Norton Healthcare Files Suit Against University of Louisville in Ongoing Dispute

Norton Healthcare in Louisville, Ky., has filed a lawsuit against the University of Louisville in an ongoing dispute revolving around Kosair Children's Hospital in Louisville.

Currently, Norton manages Kosair Children's Hospital, which is staffed primarily with physicians from the University of Louisville's department of pediatrics and sits on leased, state-owned land. Last month, Norton Healthcare signed a collaboration agreement with UK Healthcare in Lexington, which prompted the University of Louisville to issue a letter to Norton claiming the organization to be in violation of lease terms that require a beneficial relationship between the University of Louisville and the lessee, according to a Business First report.

"Norton has broken an agreement with us," David Dunn, executive vice president for health affairs at the University of Louisville School of Medicine, said in a videotaped statement. "The land lease specifically says they get to build this hospital as a state asset for the primary benefit of the University of Louisville and its department of pediatrics. They cannot enter into an agreement with another entity to our detriment."

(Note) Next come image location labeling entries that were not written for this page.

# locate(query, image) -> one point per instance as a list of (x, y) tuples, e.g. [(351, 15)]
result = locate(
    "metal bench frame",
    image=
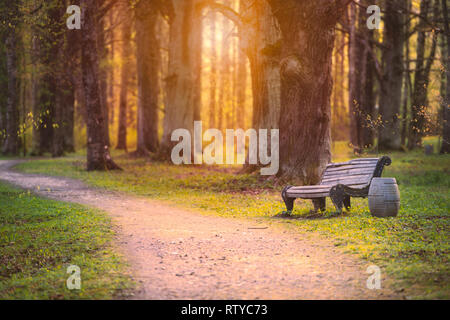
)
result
[(340, 194)]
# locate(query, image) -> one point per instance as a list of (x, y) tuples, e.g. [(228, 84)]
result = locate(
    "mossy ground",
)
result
[(412, 247)]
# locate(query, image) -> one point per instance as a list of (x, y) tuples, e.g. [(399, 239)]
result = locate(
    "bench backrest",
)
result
[(356, 173)]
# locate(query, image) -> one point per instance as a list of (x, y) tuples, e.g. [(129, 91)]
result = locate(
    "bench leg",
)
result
[(289, 202), (337, 195), (319, 204), (347, 203)]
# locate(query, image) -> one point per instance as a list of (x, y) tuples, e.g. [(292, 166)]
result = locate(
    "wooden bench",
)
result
[(340, 181)]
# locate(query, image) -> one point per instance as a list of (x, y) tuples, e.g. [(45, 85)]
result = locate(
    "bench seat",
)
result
[(340, 181)]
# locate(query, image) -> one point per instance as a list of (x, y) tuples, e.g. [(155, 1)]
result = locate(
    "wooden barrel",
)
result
[(384, 197)]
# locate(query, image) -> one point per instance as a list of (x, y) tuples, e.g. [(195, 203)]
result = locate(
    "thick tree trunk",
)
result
[(306, 83), (264, 57), (124, 78), (182, 83), (355, 80), (361, 97), (11, 143), (103, 75), (147, 67), (419, 102), (241, 76), (224, 76), (407, 83), (98, 156), (391, 84), (446, 105), (35, 89), (213, 74), (3, 90)]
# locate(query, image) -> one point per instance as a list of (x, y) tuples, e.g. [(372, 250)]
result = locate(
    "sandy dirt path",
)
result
[(182, 254)]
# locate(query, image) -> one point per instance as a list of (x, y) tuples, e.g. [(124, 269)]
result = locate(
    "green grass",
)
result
[(412, 248), (40, 238)]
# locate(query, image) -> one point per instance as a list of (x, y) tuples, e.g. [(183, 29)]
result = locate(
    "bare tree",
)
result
[(147, 55), (183, 81), (421, 78), (391, 82), (98, 156), (446, 106), (308, 32)]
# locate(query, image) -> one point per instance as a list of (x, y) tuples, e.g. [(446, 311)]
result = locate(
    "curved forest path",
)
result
[(182, 254)]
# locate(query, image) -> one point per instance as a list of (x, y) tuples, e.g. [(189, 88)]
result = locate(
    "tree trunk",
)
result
[(224, 85), (182, 83), (124, 78), (241, 76), (213, 74), (11, 143), (98, 156), (446, 107), (148, 68), (264, 55), (407, 83), (3, 90), (306, 84), (103, 76), (355, 77), (417, 127), (391, 84), (361, 74)]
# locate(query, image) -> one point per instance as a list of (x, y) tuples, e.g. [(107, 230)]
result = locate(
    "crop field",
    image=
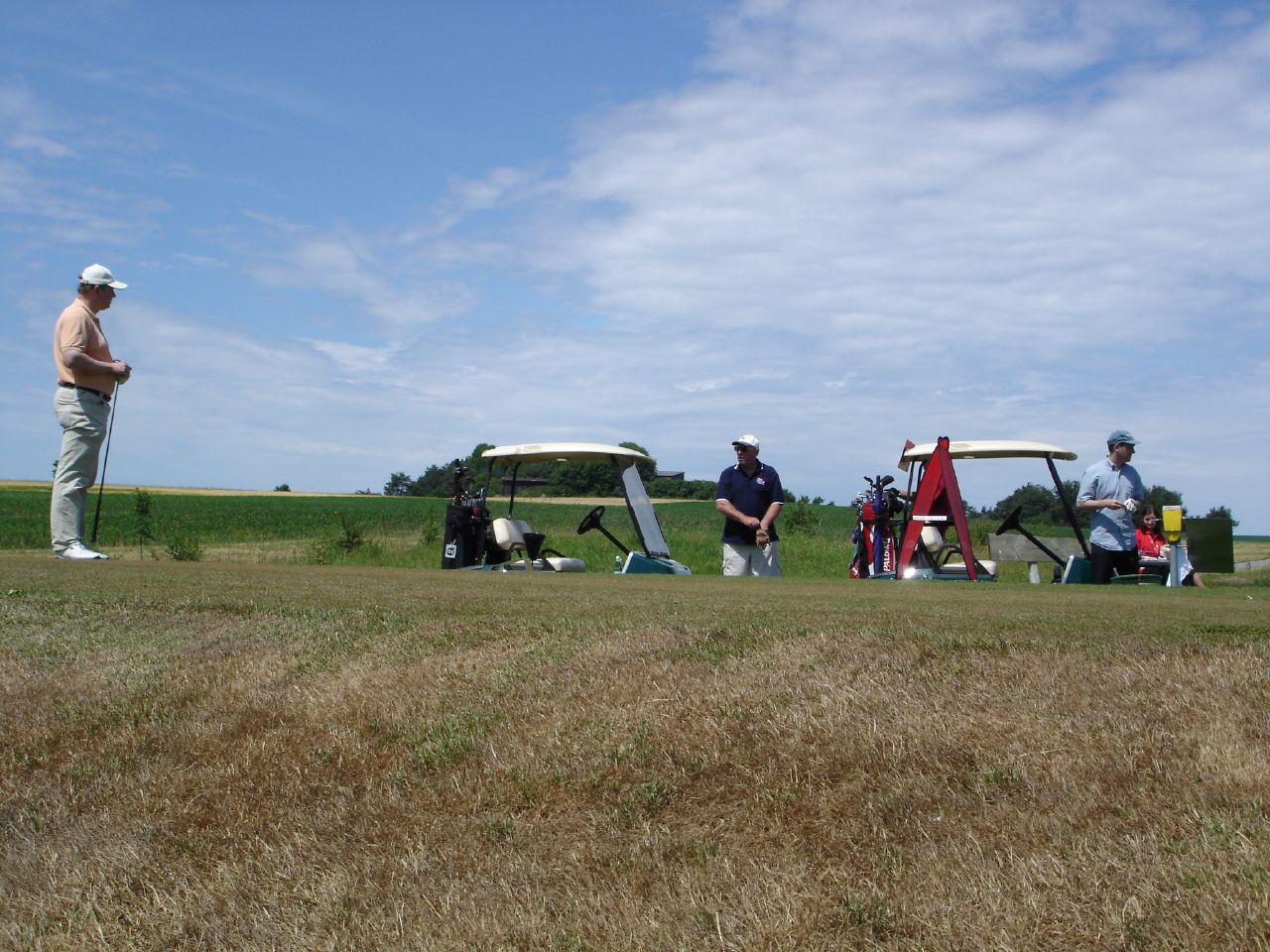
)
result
[(404, 532), (214, 754)]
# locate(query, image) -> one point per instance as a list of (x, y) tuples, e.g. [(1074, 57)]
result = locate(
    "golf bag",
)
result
[(466, 526), (874, 553)]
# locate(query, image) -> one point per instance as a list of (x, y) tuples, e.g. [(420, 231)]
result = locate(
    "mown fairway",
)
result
[(226, 756)]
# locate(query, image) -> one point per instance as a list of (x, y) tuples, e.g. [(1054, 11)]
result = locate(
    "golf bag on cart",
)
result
[(874, 555), (466, 525)]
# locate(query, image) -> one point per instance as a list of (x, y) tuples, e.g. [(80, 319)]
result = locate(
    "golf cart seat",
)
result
[(513, 536), (940, 553)]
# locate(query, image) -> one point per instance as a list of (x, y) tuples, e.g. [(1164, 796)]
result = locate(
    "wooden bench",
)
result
[(1012, 547)]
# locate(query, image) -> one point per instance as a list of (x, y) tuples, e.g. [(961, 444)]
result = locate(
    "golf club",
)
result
[(105, 460)]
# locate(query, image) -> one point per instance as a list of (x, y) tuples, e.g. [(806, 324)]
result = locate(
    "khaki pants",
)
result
[(84, 417), (751, 560)]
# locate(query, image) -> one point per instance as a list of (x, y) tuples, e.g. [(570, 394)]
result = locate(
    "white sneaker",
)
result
[(76, 549)]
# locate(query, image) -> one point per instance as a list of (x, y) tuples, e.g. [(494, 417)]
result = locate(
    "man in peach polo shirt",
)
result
[(86, 377)]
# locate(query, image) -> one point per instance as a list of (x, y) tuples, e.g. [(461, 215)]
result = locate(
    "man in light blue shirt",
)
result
[(1110, 492)]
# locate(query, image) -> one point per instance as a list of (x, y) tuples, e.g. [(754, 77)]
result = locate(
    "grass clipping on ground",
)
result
[(230, 757)]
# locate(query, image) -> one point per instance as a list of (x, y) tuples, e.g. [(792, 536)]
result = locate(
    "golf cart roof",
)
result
[(987, 449), (562, 452)]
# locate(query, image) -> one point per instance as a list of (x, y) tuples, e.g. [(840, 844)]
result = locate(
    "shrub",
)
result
[(183, 546)]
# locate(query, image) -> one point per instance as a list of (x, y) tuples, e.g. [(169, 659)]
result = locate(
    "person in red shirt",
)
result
[(1153, 544)]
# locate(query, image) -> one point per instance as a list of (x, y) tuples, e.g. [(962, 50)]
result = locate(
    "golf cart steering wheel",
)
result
[(590, 521)]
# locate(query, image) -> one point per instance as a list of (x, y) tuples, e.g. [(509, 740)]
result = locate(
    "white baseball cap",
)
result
[(100, 275)]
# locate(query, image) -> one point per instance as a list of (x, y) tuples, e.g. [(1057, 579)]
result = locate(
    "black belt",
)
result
[(86, 390)]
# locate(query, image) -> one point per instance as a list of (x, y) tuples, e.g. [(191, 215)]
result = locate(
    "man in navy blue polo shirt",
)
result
[(751, 498)]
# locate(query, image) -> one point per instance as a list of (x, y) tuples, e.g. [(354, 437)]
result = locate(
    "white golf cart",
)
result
[(507, 543)]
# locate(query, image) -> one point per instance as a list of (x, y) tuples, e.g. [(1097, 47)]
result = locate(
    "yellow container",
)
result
[(1173, 518)]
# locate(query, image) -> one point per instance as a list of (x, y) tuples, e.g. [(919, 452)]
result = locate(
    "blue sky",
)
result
[(362, 239)]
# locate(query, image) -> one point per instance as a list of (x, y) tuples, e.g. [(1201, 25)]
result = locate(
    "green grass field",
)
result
[(218, 754)]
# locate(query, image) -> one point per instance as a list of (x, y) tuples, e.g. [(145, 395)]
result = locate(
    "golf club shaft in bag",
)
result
[(105, 460)]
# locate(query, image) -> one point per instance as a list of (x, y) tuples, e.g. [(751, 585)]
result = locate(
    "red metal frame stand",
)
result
[(938, 503)]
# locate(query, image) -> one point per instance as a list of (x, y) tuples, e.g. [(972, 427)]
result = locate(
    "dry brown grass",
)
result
[(227, 757)]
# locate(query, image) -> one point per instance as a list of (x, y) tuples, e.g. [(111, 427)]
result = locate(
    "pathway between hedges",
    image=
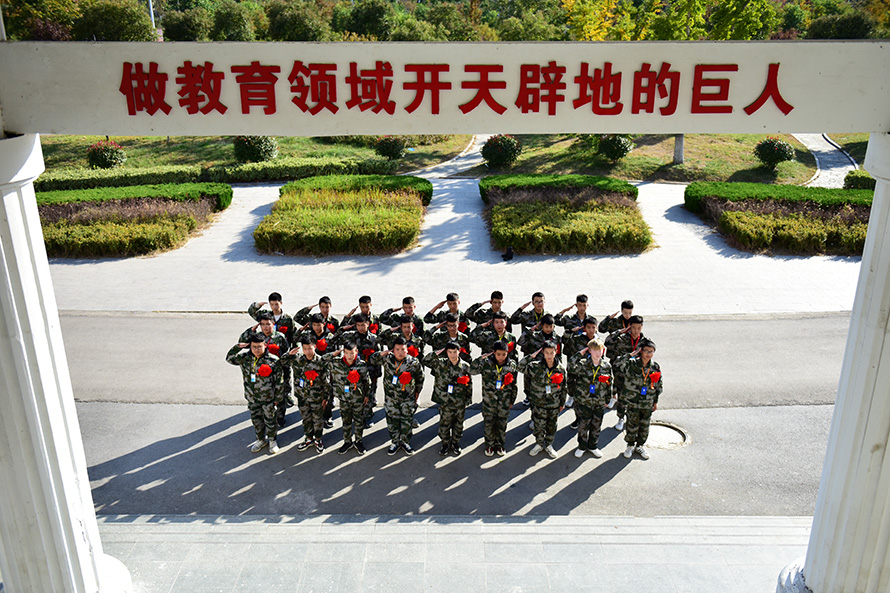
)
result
[(691, 271)]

In an editorial written for the Courier-Journal, the chairman of the University of Louisville's department of pediatrics, Gerard Rabalais, MD, also references struggling negotiations between the university and Norton over physician payment, and says the University of Louisville has spent millions on physicians' salaries without reimbursement from Norton. "Because of Norton's refusal to reimburse us, the U of L pediatrics department is now in an extremely vulnerable position due to this massive, unreimbursed expenditure. Norton has offered to pay a fraction of this but it is not enough to cover the significant expenses U of L has incurred," he wrote.

According to Norton, the letter is the beginning of an attempt to evict Norton from the children's hospital and seize the facility for its own use. The lawsuit aims to prove the university's claims of contract breach are legally unfounded.

"We highly value the relationship between Kosair Children's Hospital and U of L," said Stephen A. Williams, CEO of Norton, in a news release. "We have no intention to diminish it, and we will continue to meet our obligations to U of L. But in the rapidly changing world of healthcare, Kentucky's two children's hospitals need to find ways to further work together. Now is not the time for U of L to begin a monopoly on providing all physician services at Kosair Children's Hospital, to demand $24 million we don't owe, or if we don't agree, to try to have us evicted from the children's hospital we own. Norton Healthcare respects the many private practice pediatric physicians who have contributed to the success of the children's hospital and continue to do so, as we appreciate the U of L physicians. U of L has never had exclusivity at the hospital and exclusivity is not what's best for the Commonwealth's children."